Powers reminder tone personalization and invoice summarization. Bedrock's managed LLM access eliminates infrastructure overhead for model hosting. Claude handles nuanced, empathetic reminder generation; Titan handles embeddings for the RAG pipeline.

Amazon OpenSearch Service (Serverless)

Vector store for RAG. Stores embedded invoice data, payment history, and client communication preferences. Enables semantic search over invoice corpus for the conversational query interface.

LangGraph on ECS Fargate

Orchestrates the multi-agent workflow - Agent 1 determines reminder urgency, Agent 2 selects channel and tone, Agent 3 handles escalation paths. LangGraph's state machine model maps naturally to the payment reminder lifecycle.

AWS Lambda + Mangum

Stateless API endpoints for invoice CRUD, payment status checks, and tenant management. Mangum wraps FastAPI for Lambda compatibility. Cost-effective for bursty SaaS traffic patterns.

ECS Fargate

Long-running AI agent orchestration tasks that exceed Lambda's 15-min timeout. Auto-scales based on queue depth.

Amazon EventBridge

Cron-based scheduling for reminder dispatch. Rules engine triggers reminder workflows based on invoice due dates, payment status changes, and configurable escalation timers.

Amazon SQS

Decouples reminder generation from notification delivery. Dead-letter queues capture failed deliveries for retry. FIFO queues ensure ordered processing per invoice.

Amazon SNS

Fan-out pattern for multi-channel notifications. Single publish triggers parallel delivery across email (SES), SMS (SNS), and WhatsApp (Pinpoint).

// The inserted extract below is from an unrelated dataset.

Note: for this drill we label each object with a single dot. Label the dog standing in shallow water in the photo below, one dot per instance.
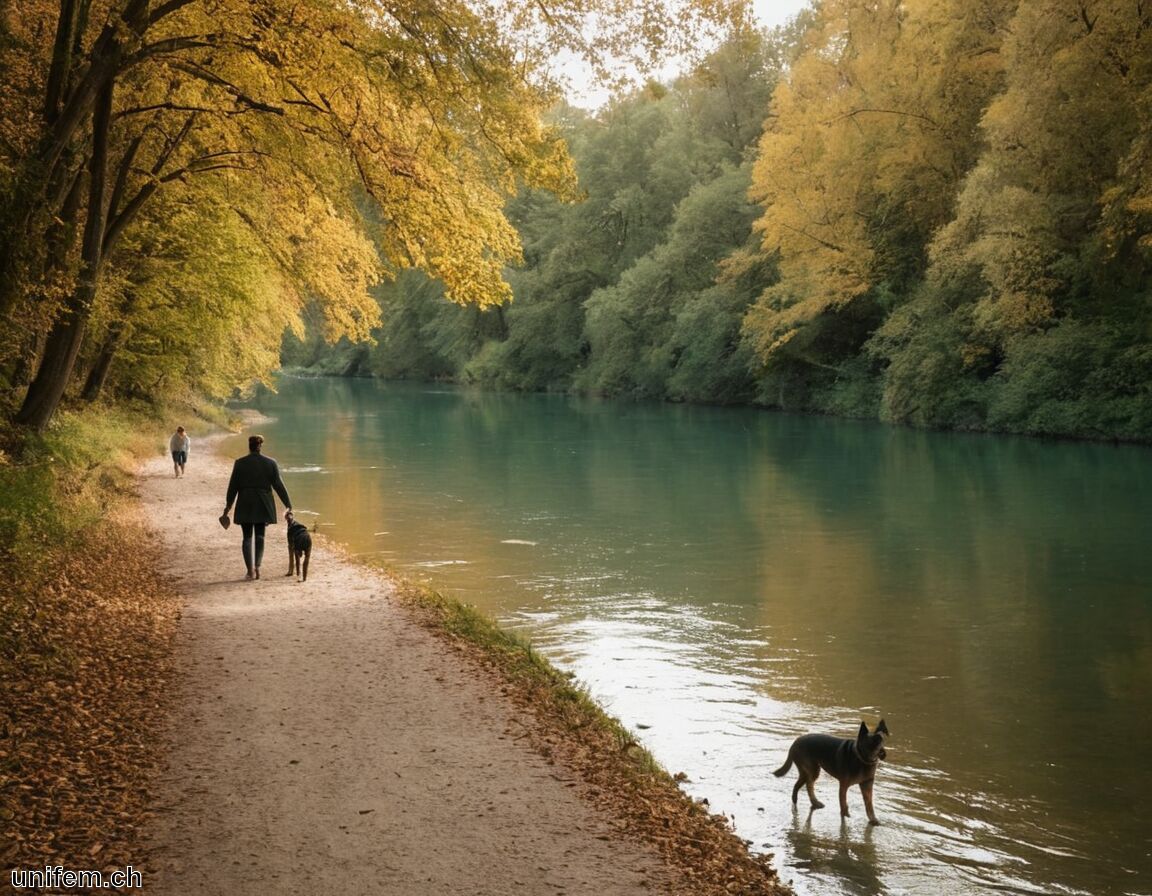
(300, 547)
(850, 761)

Aurora PostgreSQL (Serverless v2)

Multi-tenant invoice data with row-level security. Serverless v2 auto-scales capacity based on load - critical for SaaS with variable tenant activity. Supports Text-to-SQL queries via the RAG interface.

ElastiCache Redis

Session management, API response caching, and rate-limiting counters. Reduces database load for frequently accessed invoice status checks.

S3

Invoice PDF storage with lifecycle policies. Server-side encryption (SSE-S3) for data at rest. Pre-signed URLs for secure client access.

Amazon Cognito

Multi-tenant OAuth2/OIDC authentication with user pools per tenant. Supports social login and MFA. Issues short-lived JWT tokens (1hr expiry) with custom claims for tenant isolation.

AWS KMS

Envelope encryption for PII fields (client emails, phone numbers, payment details). Customer-managed keys (CMK) for tenant data isolation.

IAM

Least-privilege policies for all Lambda functions and ECS tasks. Service-linked roles with no wildcard permissions.

VPC

Private subnets for Aurora and ElastiCache. VPC endpoints for S3, SQS, and Bedrock to keep traffic off the public internet.

CloudWatch Metrics

Custom metrics for reminder delivery rates, AI response latency, and payment conversion rates. Composite alarms for SLA monitoring.

AWS X-Ray

End-to-end distributed tracing from API Gateway through Lambda/ECS to downstream services. Trace sampling at 5% for cost management.

CloudTrail

Immutable audit log for all API calls. Critical for fintech compliance - who accessed what invoice data and when.

OpenTelemetry

Instrumented in application code, exported to CloudWatch via the ADOT collector. Provides vendor-neutral telemetry alongside native AWS tracing.

Lambda cold starts matter for AI workloads - Provisioned concurrency for the RAG query endpoint eliminated P99 latency spikes from 8s to 1.2s.

Bedrock token costs add up - Implemented prompt caching and response streaming to reduce Claude API costs by 40%.

EventBridge scheduling precision - Sub-minute scheduling required a combination of EventBridge rules and SQS delay queues for fine-grained reminder timing.

Multi-tenancy in Aurora - Row-level security (RLS) policies per tenant proved more maintainable than schema-per-tenant at this scale.